Through the center of the lid passes
the tube, g h, by which the water enters. In the interior of the vessel
upon iron hooks stands a wooden vessel saturated with paraffine, open at
the ends, and over one end of which the finest hair cloth is stretched
at o p. The water which enters the vessel runs off through the siphon.
The proceedings are as follows: Turn the granulated gelatine and the
water in which it is contained into the horsehair sieve, m n o p. Place
the lid upon the apparatus and turn on the water. The whole apparatus
fills with water until the siphon begins to act.
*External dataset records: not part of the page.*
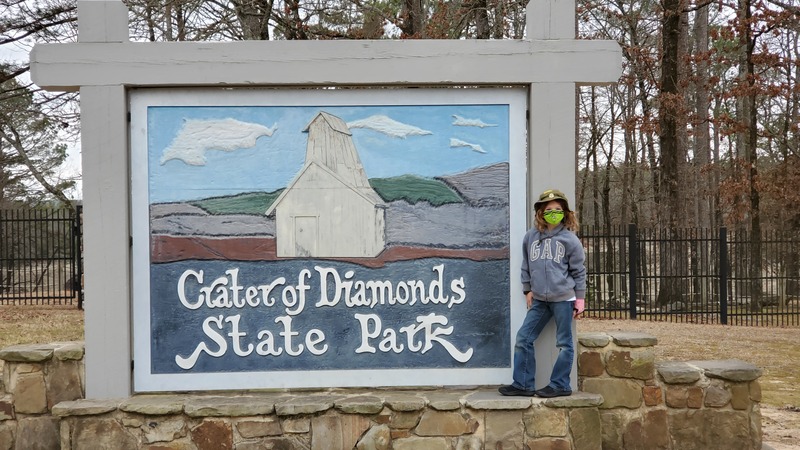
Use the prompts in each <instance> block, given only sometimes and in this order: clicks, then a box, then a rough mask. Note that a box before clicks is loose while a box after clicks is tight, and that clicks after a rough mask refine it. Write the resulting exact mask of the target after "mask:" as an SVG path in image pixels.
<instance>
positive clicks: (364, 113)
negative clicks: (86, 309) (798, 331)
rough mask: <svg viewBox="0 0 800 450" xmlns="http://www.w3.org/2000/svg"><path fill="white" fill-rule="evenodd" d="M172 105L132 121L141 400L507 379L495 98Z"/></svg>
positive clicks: (183, 102)
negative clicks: (346, 102) (466, 374)
mask: <svg viewBox="0 0 800 450" xmlns="http://www.w3.org/2000/svg"><path fill="white" fill-rule="evenodd" d="M258 92H259V91H254V93H258ZM179 94H180V93H179ZM184 94H185V95H184V96H183V97H182V96H181V95H177V96H172V97H168V98H167V99H166V100H163V99H161V97H159V96H158V95H157V94H152V95H151V94H148V95H143V96H141V97H140V98H139V100H137V102H136V103H135V104H134V108H133V113H134V114H133V117H134V119H133V123H132V134H133V136H132V142H133V145H132V148H133V152H134V155H133V156H132V161H133V166H134V167H136V168H138V169H135V172H136V173H134V174H133V190H134V204H133V205H132V209H133V211H134V216H135V217H138V220H136V219H135V222H136V223H135V224H134V241H135V242H136V241H137V240H139V239H142V238H144V239H146V240H147V241H148V243H149V245H148V246H147V250H146V251H144V252H143V251H140V252H139V257H138V258H137V256H134V259H135V261H134V278H135V281H136V280H137V279H138V280H139V281H140V282H136V283H135V292H134V296H135V299H134V309H135V313H134V314H135V315H134V320H135V322H136V323H135V324H134V328H135V349H134V352H135V355H136V361H137V365H139V361H141V360H144V361H145V364H144V368H142V367H139V368H138V370H135V377H134V382H135V386H136V389H137V390H144V391H148V390H159V389H162V388H169V389H174V390H181V389H193V388H200V387H202V388H206V389H208V388H211V389H214V388H217V389H222V388H245V387H247V388H258V387H298V386H340V385H341V386H361V385H364V386H375V385H396V384H406V385H419V384H454V383H463V382H464V378H463V377H458V376H456V377H451V376H450V375H451V374H453V373H459V370H462V371H463V370H466V371H470V370H472V371H475V370H477V371H478V372H480V371H487V370H488V371H490V372H491V371H495V372H496V371H498V370H499V371H503V370H508V369H509V367H510V364H511V348H510V339H509V336H510V333H511V332H510V330H511V323H510V306H509V303H510V302H509V297H510V288H509V286H510V261H509V254H510V252H509V242H510V231H509V230H510V226H509V224H510V207H509V154H510V151H511V150H510V147H511V140H512V138H511V128H512V127H511V125H510V123H511V121H510V119H509V117H510V108H511V106H510V104H509V102H506V103H504V101H505V100H503V101H499V102H497V101H494V102H492V101H487V100H486V98H491V97H488V96H486V95H482V96H480V97H479V101H477V102H469V101H465V100H464V99H463V98H461V99H459V100H458V101H453V100H450V101H452V103H434V104H429V103H424V102H422V103H413V104H406V103H400V102H398V101H396V100H395V101H393V102H375V101H373V102H372V103H373V104H369V103H370V102H363V103H354V104H337V102H330V103H314V102H313V101H315V100H316V101H319V100H318V99H317V98H314V99H312V100H309V101H307V102H304V103H303V102H301V104H297V102H296V101H292V102H284V103H281V102H280V101H278V102H276V99H275V98H274V96H270V95H267V94H265V93H262V94H263V98H265V99H266V100H262V101H260V102H259V101H253V96H252V95H249V96H247V97H243V98H242V100H244V99H247V100H248V102H249V103H248V102H241V103H237V104H222V105H221V104H219V103H218V102H215V100H214V98H215V97H214V96H209V98H207V99H204V100H203V99H202V98H203V97H202V96H200V98H201V100H199V101H198V100H197V97H196V96H194V95H192V94H191V93H184ZM362 97H363V96H362ZM184 98H192V99H193V100H192V101H191V102H188V103H190V104H186V102H183V100H181V99H184ZM337 98H338V97H337ZM448 98H449V97H448ZM456 98H457V97H452V99H456ZM500 98H501V100H502V99H503V97H502V96H501V97H500ZM154 99H158V100H154ZM176 100H177V101H176ZM323 100H324V98H323ZM182 102H183V103H182ZM228 103H233V102H230V101H229V102H228ZM287 103H294V104H287ZM351 103H352V101H351ZM139 191H141V192H140V194H139V195H138V196H137V195H136V192H139ZM145 191H146V192H145ZM137 212H138V213H143V214H141V215H139V216H137V215H136V213H137ZM135 248H139V247H137V246H136V245H135ZM145 252H146V254H145ZM135 253H136V251H135ZM137 274H138V278H137ZM138 322H142V323H138ZM453 370H456V372H453ZM408 371H417V372H419V371H421V372H419V373H422V374H423V375H424V374H425V373H426V372H425V371H428V372H427V373H428V375H429V376H427V377H425V376H423V377H422V378H421V379H419V380H416V381H415V380H414V379H413V378H414V377H411V378H408V377H407V376H406V375H407V374H408V373H409V372H408ZM490 372H486V373H490ZM481 373H482V372H481ZM398 375H399V376H398ZM430 375H435V376H437V377H439V378H440V379H431V377H430ZM498 379H499V377H498ZM231 380H236V381H235V385H231Z"/></svg>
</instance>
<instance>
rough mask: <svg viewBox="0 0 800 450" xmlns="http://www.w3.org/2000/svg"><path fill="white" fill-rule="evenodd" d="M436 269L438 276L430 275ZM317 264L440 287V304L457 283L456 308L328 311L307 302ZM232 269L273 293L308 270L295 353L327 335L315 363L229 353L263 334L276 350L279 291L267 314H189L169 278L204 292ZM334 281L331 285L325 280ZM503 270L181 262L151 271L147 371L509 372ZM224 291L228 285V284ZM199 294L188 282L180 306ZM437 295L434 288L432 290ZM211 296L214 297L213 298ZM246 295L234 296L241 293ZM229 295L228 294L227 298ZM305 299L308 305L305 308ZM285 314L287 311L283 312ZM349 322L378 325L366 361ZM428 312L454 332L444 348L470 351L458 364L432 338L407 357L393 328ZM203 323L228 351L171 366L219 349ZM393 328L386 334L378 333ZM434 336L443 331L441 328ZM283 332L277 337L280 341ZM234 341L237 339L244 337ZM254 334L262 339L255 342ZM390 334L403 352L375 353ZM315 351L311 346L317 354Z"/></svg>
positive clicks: (281, 354) (394, 327) (308, 354)
mask: <svg viewBox="0 0 800 450" xmlns="http://www.w3.org/2000/svg"><path fill="white" fill-rule="evenodd" d="M439 265H443V266H444V270H443V271H442V274H441V276H439V275H438V274H437V272H436V271H434V270H433V267H435V266H439ZM315 266H320V267H324V268H329V269H335V270H336V272H337V273H338V274H340V275H341V276H344V275H345V274H346V273H347V272H348V271H353V274H352V276H351V279H352V280H353V281H356V280H361V281H366V280H386V281H391V282H392V284H393V285H394V286H397V285H398V284H399V283H401V282H408V281H409V280H420V281H422V282H424V283H425V286H426V290H428V289H430V287H431V285H432V284H435V283H436V282H437V280H439V279H441V280H442V281H443V283H442V285H441V286H440V288H441V290H440V291H437V292H436V294H437V295H440V296H443V297H446V296H452V295H454V292H453V291H452V290H451V289H450V287H451V286H452V285H451V283H452V280H454V279H459V278H461V279H462V281H463V286H464V287H463V290H464V292H465V295H464V296H463V298H464V300H463V302H462V303H460V304H454V305H451V306H450V307H448V306H447V305H445V304H433V303H430V302H429V303H427V304H423V303H422V302H418V303H417V304H415V305H413V306H409V305H407V304H405V305H403V304H394V305H390V304H377V305H375V306H374V307H368V306H360V307H347V306H346V305H345V303H344V300H341V301H340V303H339V304H337V305H336V306H323V307H317V306H315V305H314V304H313V303H314V302H315V301H316V299H319V298H320V296H321V289H322V288H321V282H320V278H321V277H320V276H318V272H317V271H315ZM231 269H237V270H238V284H239V285H241V286H243V287H244V288H245V289H246V287H248V286H256V285H262V284H268V283H270V282H272V281H273V280H274V279H276V278H278V277H279V276H284V277H285V278H286V279H287V281H286V283H285V285H283V286H281V288H283V287H285V286H290V285H297V284H298V278H297V276H298V274H300V273H301V271H302V270H303V269H308V270H310V271H311V276H310V277H309V278H308V283H307V284H308V286H309V289H308V291H307V294H306V296H307V298H308V299H309V300H307V303H306V304H305V307H304V308H303V310H302V311H301V312H299V313H296V314H293V315H292V317H291V332H297V333H298V334H297V335H296V336H294V337H293V346H294V347H293V348H294V349H295V350H297V349H298V348H299V347H298V345H299V344H303V339H304V337H305V336H306V333H307V332H308V331H309V330H311V329H317V330H320V331H321V332H322V333H324V335H325V339H324V345H327V350H326V351H325V352H324V353H323V354H321V355H312V354H311V353H309V352H308V351H304V352H302V353H300V354H299V355H296V356H289V355H287V352H286V351H283V352H282V354H280V355H278V356H272V355H259V354H257V352H256V351H252V352H251V353H250V354H248V355H247V356H237V355H236V353H235V351H234V350H233V346H234V342H233V340H234V339H235V340H238V344H239V346H240V348H241V349H245V350H246V349H247V348H248V344H253V346H254V347H255V346H256V345H257V344H258V343H259V341H261V340H263V339H265V338H266V336H268V334H266V332H269V333H271V335H272V336H273V337H274V339H275V340H274V342H275V344H276V345H277V346H280V347H282V346H284V345H285V337H284V335H286V333H285V328H284V325H282V323H285V317H286V316H287V315H288V314H287V308H286V307H285V306H283V304H282V302H281V295H282V294H281V291H280V289H277V288H276V290H275V291H274V292H273V294H272V295H273V296H274V297H275V298H276V300H277V302H276V304H275V305H273V306H264V305H263V304H260V305H259V306H255V307H253V306H244V307H242V308H208V307H206V306H201V307H200V308H197V309H193V310H191V309H188V308H187V307H185V306H184V305H183V304H182V303H181V302H180V301H179V299H178V296H177V280H178V279H179V278H180V276H181V274H183V273H185V271H186V270H193V271H200V270H202V271H203V273H204V285H206V286H208V285H210V284H211V283H212V281H213V280H214V279H217V278H219V277H224V276H225V272H226V271H229V270H231ZM330 280H332V279H330V278H329V281H330ZM508 280H509V267H508V261H507V260H496V261H482V262H475V261H469V260H462V259H441V258H429V259H418V260H413V261H400V262H393V263H389V264H387V265H386V266H385V267H382V268H379V269H368V268H364V267H361V266H358V265H354V264H349V263H344V262H332V261H317V260H294V261H281V262H275V261H259V262H230V261H192V260H190V261H180V262H175V263H167V264H154V265H152V266H151V292H154V293H160V294H159V297H158V298H155V297H154V298H151V302H150V307H151V310H150V318H151V330H152V340H151V359H152V369H153V373H186V372H193V373H194V372H198V373H204V372H242V371H282V370H333V369H339V370H349V369H399V368H491V367H508V366H509V365H510V354H511V349H510V342H509V338H508V337H509V335H510V324H509V319H508V317H509V302H508V297H509V287H508ZM227 286H230V279H229V280H228V285H227ZM328 286H329V288H328V289H327V291H328V297H329V298H334V295H335V292H334V291H335V289H333V288H332V283H329V284H328ZM201 287H202V286H201V285H199V284H198V283H197V282H196V279H194V278H190V279H189V282H188V283H187V284H186V287H185V293H186V298H188V299H189V301H190V302H194V301H196V300H197V299H198V298H199V297H200V288H201ZM434 290H436V288H434ZM214 292H215V296H216V295H217V294H218V293H219V291H216V290H215V291H214ZM243 292H244V290H242V294H243ZM228 294H229V293H228ZM311 299H314V300H313V301H312V300H311ZM296 308H297V306H296V305H295V306H294V309H296ZM290 309H291V308H290ZM356 314H360V315H364V316H370V317H372V318H373V319H374V318H376V317H377V318H379V319H380V331H377V330H378V327H377V322H376V321H374V320H373V321H372V322H369V323H370V324H371V327H367V334H370V333H376V334H378V335H379V337H375V338H369V339H368V340H367V343H368V344H369V346H372V347H375V348H376V351H375V352H374V353H369V352H365V353H356V349H357V348H359V347H362V346H363V344H364V342H365V341H364V340H365V338H366V336H365V335H364V332H363V331H364V328H363V327H362V325H361V323H360V322H359V320H358V319H357V318H356ZM429 314H435V315H437V316H442V317H445V318H446V320H447V324H446V325H442V327H443V328H445V327H452V332H451V333H449V334H444V333H443V334H440V335H438V337H439V338H441V339H443V340H445V341H447V342H449V343H450V344H452V345H453V347H454V348H456V349H458V350H459V351H461V352H465V351H467V350H468V349H472V351H473V354H472V356H471V358H470V359H469V360H468V361H466V362H459V361H456V360H455V359H454V358H453V357H452V356H451V353H449V352H448V351H447V350H446V349H445V347H444V346H443V345H440V342H441V341H437V340H436V339H434V340H432V343H433V345H432V346H431V347H430V348H429V349H428V350H426V351H425V352H422V351H420V350H419V347H418V349H417V351H412V350H409V348H408V342H407V333H404V332H402V331H401V328H403V327H408V326H412V325H414V324H415V323H417V322H416V320H417V317H418V316H426V315H429ZM236 316H238V318H237V319H236V320H237V321H238V326H239V330H238V331H239V333H240V336H239V337H233V336H231V334H234V333H232V331H233V330H232V329H231V327H232V325H231V322H232V321H227V322H226V321H225V319H227V318H233V317H236ZM208 317H216V318H218V319H221V320H220V322H222V323H224V324H225V326H224V329H218V327H216V325H212V328H213V329H215V333H212V334H214V335H215V336H216V337H217V338H218V339H222V340H224V341H225V342H226V343H225V345H226V346H227V350H226V351H225V352H224V354H222V355H220V356H218V357H211V356H209V355H207V354H203V355H201V356H200V358H199V359H198V360H197V363H196V365H195V366H194V367H192V368H191V369H189V370H183V369H181V368H180V367H178V366H177V364H176V363H175V357H176V356H178V355H180V356H182V357H187V356H189V355H190V354H191V353H192V352H193V351H194V350H195V349H196V348H197V347H198V345H200V344H201V343H205V344H206V345H207V346H208V348H209V349H211V351H218V350H219V349H220V344H219V342H218V341H215V340H214V338H213V337H210V336H209V335H208V333H204V331H203V322H204V321H205V320H206V319H207V318H208ZM281 317H284V319H283V320H284V322H276V318H281ZM389 329H391V330H394V331H393V332H387V331H386V330H389ZM440 331H441V330H440ZM282 332H283V335H281V333H282ZM241 333H244V334H243V335H242V334H241ZM259 333H261V336H262V338H261V339H259V338H258V335H259ZM386 333H388V334H392V333H396V334H397V343H399V344H402V345H403V350H402V351H400V352H395V351H385V352H384V351H380V350H378V348H379V344H380V342H381V341H382V340H383V338H384V337H385V336H386V335H387V334H386ZM424 340H425V333H424V332H423V331H418V332H417V333H416V334H415V336H414V344H413V345H412V346H421V345H422V342H424ZM322 345H323V343H320V344H318V345H317V346H318V347H321V346H322Z"/></svg>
If the diameter of
the siphon be properly measured--one inch should be sufficient for the
largest apparatus--and the cock by which the water is turned on properly
adjusted, more water will run out by the siphon than runs in through the
supply pipe, and the apparatus becomes completely empty.
The siphon has then performed its function, the apparatus fills again,
and the play begins anew. The tube, g h, which reaches right down nearly
to the bottom of the sieve, takes the water so deep into the vessel
that, as long as the water in the apparatus stands high enough above o
p, the gelatine nodules are in continuous motion. In order to prevent
the finest particles of the emulsion from stopping up the pores of the
sieve too much, and thereby incurring the danger of the water in the
sieve overflowing its upper edge, thus occasioning loss of emulsion,
the tube, g h, is now sometimes omitted and replaced by a supply pipe,
represented in the diagram by the dotted lines, x y.